Step-by-step solution

The given data

The given amount of energy conducted by the reservoir, Q = 260 J

The constant temperature, ${\mathrm{T}}_1=400\mathrm{K}$.

The temperatures,${\mathrm{T}}_2=100\mathrm{K},{\mathrm{T}}_2=200\mathrm{K},{\mathrm{T}}_3=300\mathrm{K}\mathrm{and}{\mathrm{T}}_4=360\mathrm{K}$.

Understanding the concept of entropy change

By using the formula for the change in the entropy, we can find the net change in entropy of reservoirs in each of the given cases; also from this, if the temperature difference between the two reservoirs decreases, we can find if the net change in entropy increases, decreases, or remains the same.

Formula:

The change in the entropy for a given amount of energy of the cycle,

$∆S=Q\left(\frac{1}{{\mathrm{T}}_2}-\frac{1}{{\mathrm{T}}_1}\right)$ (1)

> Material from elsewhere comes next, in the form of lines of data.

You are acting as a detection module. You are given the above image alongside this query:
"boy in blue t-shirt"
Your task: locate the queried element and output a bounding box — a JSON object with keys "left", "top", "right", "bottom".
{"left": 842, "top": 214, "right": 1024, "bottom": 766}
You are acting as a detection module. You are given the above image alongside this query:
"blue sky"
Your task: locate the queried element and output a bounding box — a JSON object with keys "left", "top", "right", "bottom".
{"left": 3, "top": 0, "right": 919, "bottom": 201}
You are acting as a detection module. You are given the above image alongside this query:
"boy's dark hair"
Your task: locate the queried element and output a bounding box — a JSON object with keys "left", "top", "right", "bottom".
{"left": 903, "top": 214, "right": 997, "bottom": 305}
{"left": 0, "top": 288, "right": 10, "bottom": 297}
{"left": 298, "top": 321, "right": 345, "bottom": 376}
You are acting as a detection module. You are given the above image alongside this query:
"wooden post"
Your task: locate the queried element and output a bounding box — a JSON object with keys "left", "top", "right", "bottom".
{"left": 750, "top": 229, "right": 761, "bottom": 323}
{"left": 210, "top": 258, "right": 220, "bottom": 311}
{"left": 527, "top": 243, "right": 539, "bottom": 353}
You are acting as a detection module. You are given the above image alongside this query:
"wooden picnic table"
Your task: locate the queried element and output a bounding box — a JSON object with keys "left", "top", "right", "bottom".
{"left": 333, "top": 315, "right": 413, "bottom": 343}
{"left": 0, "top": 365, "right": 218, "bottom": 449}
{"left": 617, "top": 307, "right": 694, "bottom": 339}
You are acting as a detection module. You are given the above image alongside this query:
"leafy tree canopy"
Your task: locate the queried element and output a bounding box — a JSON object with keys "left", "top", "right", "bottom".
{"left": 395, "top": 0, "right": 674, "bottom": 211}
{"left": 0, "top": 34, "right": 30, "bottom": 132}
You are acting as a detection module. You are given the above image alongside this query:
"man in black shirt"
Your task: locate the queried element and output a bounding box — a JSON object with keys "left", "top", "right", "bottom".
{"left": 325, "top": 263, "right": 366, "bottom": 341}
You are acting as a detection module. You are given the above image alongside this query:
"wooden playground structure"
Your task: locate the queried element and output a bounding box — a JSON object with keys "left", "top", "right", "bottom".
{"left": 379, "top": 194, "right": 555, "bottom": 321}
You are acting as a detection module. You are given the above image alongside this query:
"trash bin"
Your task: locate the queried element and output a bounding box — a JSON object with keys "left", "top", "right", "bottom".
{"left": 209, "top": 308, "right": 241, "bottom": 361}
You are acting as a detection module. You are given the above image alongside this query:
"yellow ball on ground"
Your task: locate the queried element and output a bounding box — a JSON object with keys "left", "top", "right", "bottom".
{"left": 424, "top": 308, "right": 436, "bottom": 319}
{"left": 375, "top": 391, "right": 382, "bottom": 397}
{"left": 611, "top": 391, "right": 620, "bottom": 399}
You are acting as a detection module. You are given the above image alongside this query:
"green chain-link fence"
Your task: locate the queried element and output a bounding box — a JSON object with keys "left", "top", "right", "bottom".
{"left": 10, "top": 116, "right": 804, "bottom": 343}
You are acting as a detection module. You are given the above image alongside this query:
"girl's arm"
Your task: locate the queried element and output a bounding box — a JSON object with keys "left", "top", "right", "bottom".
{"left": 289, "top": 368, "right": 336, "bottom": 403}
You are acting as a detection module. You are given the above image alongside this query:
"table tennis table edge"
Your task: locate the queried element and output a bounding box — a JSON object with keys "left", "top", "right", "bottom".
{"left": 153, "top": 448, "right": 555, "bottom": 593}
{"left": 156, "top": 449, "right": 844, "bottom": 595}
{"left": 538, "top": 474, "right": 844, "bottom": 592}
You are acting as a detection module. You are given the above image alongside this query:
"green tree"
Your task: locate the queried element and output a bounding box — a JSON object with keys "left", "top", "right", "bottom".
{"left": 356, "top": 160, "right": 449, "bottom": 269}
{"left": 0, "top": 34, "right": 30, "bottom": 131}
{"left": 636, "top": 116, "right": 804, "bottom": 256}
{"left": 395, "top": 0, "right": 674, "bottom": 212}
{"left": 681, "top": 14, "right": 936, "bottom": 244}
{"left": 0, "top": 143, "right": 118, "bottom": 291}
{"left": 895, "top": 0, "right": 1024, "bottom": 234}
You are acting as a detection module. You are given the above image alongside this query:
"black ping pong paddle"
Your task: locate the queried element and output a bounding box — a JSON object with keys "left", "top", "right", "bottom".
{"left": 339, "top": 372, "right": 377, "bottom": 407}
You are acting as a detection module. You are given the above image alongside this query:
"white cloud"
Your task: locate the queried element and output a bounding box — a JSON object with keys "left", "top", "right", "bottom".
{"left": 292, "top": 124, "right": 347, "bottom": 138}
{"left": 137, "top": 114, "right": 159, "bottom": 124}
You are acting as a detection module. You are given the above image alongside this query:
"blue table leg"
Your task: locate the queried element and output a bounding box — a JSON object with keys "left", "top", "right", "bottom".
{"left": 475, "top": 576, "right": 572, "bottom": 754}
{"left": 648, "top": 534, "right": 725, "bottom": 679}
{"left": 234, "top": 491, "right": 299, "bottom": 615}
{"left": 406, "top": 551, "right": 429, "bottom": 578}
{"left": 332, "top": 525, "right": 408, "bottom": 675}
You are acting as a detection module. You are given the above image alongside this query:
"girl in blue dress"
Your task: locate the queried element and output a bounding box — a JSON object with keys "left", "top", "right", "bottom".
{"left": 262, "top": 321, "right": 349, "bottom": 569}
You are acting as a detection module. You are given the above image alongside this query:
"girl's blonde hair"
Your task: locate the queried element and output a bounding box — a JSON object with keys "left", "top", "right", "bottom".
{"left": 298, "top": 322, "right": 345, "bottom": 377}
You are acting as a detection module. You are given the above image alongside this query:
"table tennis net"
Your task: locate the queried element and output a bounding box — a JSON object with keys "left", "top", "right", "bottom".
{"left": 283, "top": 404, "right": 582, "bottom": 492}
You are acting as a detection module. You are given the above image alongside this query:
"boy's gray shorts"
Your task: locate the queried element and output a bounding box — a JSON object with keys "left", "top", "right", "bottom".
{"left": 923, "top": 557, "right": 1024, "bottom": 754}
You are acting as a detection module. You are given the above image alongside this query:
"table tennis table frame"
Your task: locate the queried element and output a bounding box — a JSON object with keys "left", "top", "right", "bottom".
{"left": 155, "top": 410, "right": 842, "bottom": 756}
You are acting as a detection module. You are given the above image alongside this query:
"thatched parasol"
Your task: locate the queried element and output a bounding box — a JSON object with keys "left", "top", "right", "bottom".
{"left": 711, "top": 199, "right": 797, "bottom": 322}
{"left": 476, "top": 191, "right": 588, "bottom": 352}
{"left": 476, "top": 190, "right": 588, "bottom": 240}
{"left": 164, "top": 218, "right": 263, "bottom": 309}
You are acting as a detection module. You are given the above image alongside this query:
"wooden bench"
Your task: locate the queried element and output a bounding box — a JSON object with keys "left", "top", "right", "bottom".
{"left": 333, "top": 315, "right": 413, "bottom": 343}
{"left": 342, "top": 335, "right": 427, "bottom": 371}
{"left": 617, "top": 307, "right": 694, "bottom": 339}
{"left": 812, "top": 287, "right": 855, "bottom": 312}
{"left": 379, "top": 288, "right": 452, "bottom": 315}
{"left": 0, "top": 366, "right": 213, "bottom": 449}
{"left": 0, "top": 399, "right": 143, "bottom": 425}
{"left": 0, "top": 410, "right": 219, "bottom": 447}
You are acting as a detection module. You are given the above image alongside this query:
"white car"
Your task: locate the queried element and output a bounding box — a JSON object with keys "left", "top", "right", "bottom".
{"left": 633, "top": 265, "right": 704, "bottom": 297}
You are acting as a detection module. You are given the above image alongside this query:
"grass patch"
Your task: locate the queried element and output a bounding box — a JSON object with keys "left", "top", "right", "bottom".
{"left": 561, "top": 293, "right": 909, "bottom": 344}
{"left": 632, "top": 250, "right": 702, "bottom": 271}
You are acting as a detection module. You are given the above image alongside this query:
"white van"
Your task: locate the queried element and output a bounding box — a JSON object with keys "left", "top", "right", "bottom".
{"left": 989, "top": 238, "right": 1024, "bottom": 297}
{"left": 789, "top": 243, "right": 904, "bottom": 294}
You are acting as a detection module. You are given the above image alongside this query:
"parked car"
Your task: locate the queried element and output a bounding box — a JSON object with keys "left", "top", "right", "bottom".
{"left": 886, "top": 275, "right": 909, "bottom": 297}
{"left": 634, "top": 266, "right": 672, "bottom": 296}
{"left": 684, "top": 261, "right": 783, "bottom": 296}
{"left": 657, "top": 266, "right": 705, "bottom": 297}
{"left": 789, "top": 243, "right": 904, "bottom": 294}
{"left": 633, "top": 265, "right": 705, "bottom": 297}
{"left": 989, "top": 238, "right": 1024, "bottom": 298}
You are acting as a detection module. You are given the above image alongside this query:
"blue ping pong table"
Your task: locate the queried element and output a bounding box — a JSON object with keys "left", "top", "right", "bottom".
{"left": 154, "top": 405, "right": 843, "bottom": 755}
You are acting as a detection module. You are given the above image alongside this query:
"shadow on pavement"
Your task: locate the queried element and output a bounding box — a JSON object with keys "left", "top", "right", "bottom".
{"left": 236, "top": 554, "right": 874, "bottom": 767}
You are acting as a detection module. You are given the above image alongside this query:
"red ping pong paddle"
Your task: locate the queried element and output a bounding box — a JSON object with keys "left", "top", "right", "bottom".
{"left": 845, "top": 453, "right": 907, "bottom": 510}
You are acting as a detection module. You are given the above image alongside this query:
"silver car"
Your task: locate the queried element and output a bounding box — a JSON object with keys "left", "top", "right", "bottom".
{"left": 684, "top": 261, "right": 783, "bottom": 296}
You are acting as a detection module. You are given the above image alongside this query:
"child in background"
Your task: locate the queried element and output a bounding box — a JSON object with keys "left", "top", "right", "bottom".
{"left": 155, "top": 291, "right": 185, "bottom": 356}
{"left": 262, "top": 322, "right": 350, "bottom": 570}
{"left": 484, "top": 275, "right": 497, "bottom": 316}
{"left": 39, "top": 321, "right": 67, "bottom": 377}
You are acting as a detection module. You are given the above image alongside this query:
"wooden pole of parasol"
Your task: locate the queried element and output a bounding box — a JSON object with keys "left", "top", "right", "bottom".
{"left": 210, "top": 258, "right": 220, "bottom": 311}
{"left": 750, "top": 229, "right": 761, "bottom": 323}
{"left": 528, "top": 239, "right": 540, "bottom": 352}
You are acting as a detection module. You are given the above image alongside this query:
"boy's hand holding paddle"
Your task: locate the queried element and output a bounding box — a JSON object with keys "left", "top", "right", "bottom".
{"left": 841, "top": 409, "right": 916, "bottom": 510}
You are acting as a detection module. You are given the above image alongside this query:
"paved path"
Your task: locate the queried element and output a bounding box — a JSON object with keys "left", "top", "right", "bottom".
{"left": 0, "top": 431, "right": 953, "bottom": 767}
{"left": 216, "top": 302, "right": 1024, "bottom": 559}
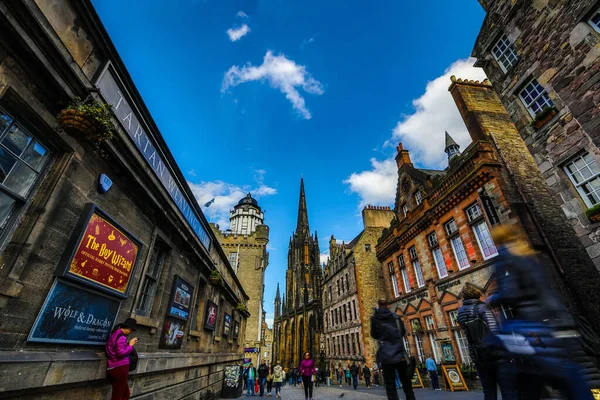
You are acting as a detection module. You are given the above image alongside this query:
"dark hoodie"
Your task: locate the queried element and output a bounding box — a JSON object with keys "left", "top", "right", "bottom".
{"left": 370, "top": 306, "right": 406, "bottom": 365}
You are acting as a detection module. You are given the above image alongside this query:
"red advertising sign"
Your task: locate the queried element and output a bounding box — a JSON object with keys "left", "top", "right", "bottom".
{"left": 60, "top": 204, "right": 142, "bottom": 298}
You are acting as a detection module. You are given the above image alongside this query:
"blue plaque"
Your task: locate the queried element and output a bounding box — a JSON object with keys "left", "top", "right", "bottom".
{"left": 98, "top": 174, "right": 113, "bottom": 193}
{"left": 28, "top": 279, "right": 121, "bottom": 345}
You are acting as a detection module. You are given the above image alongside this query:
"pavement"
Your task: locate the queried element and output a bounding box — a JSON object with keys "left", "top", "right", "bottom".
{"left": 237, "top": 384, "right": 484, "bottom": 400}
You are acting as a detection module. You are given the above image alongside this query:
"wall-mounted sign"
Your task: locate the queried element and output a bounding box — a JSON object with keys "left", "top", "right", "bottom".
{"left": 98, "top": 174, "right": 112, "bottom": 193}
{"left": 441, "top": 365, "right": 468, "bottom": 392}
{"left": 28, "top": 279, "right": 120, "bottom": 345}
{"left": 441, "top": 342, "right": 456, "bottom": 364}
{"left": 166, "top": 275, "right": 194, "bottom": 321}
{"left": 223, "top": 313, "right": 231, "bottom": 337}
{"left": 479, "top": 190, "right": 500, "bottom": 226}
{"left": 57, "top": 204, "right": 142, "bottom": 298}
{"left": 204, "top": 300, "right": 218, "bottom": 331}
{"left": 400, "top": 290, "right": 428, "bottom": 305}
{"left": 244, "top": 347, "right": 259, "bottom": 353}
{"left": 96, "top": 65, "right": 211, "bottom": 252}
{"left": 158, "top": 316, "right": 186, "bottom": 349}
{"left": 437, "top": 279, "right": 461, "bottom": 293}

a) Calculation of entropy change for temperature 100 K

The change in the entropy is transferring a certain amount of heat Q from a heat reservoir at${\mathrm{T}}_1$to another one at${\mathrm{T}}_2=100\mathrm{K}$is given using equation (1) as follows:

$$\begin{gathered} ∆S=260\mathrm{J}\times \left(\frac{1}{100\mathrm{K}}-\frac{1}{400\mathrm{K}}\right) \\ =1.95\mathrm{J}/\mathrm{K} \end{gathered}$$

Hence, the value of the entropy change is 1.95 J/K

b) Calculation of entropy change for temperature 200K

The change in the entropy is transferring a certain amount of heat Q from a heat reservoir at${\mathrm{T}}_1$to another one at${\mathrm{T}}_2=200\mathrm{K}$is given using equation (1) as follows:

$$\begin{gathered} ∆\mathrm{S}=260\mathrm{J}\times \left(\frac{1}{200\mathrm{K}}-\frac{1}{400\mathrm{K}}\right) \\ =0.650\mathrm{J}/\mathrm{K} \end{gathered}$$

Hence, the value of the entropy change is 0.650 J/K

c) Calculation of entropy change for temperature 300K

The change in the entropy is transferring a certain amount of heat Q from a heat reservoir at${\mathrm{T}}_1$to another one at${\mathrm{T}}_3=300\mathrm{K}$is given using equation (1) as follows:

$$\begin{gathered} ∆\mathrm{S}=260\mathrm{J}\times \left(\frac{1}{300\mathrm{K}}-\frac{1}{400\mathrm{K}}\right) \\ =0.217\mathrm{J}/\mathrm{K} \end{gathered}$$

Hence, the value of the entropy change is 0.217 J/K

d) Calculation of entropy change for temperature 360K

The change in the entropy is transferring a certain amount of heat Q from a heat reservoir at ${\mathrm{T}}_1$to another one at ${\mathrm{T}}_4=360\mathrm{K}$is given using equation (1) as follows:

$$\begin{gathered} ∆\mathrm{S}=260\mathrm{J}\times \left(\frac{1}{360\mathrm{K}}-\frac{1}{400\mathrm{K}}\right) \\ =0.072\mathrm{J}/\mathrm{K} \end{gathered}$$

Hence, the value of the entropy change is 0.072 J/K

e) Checking the behavior of entropy change with temperature change

We see from the calculations of the above parts that as the temperature difference between the two reservoirs decreases, the net change in the entropy $∆{\mathrm{S}}_{\mathrm{net}}$also decreases.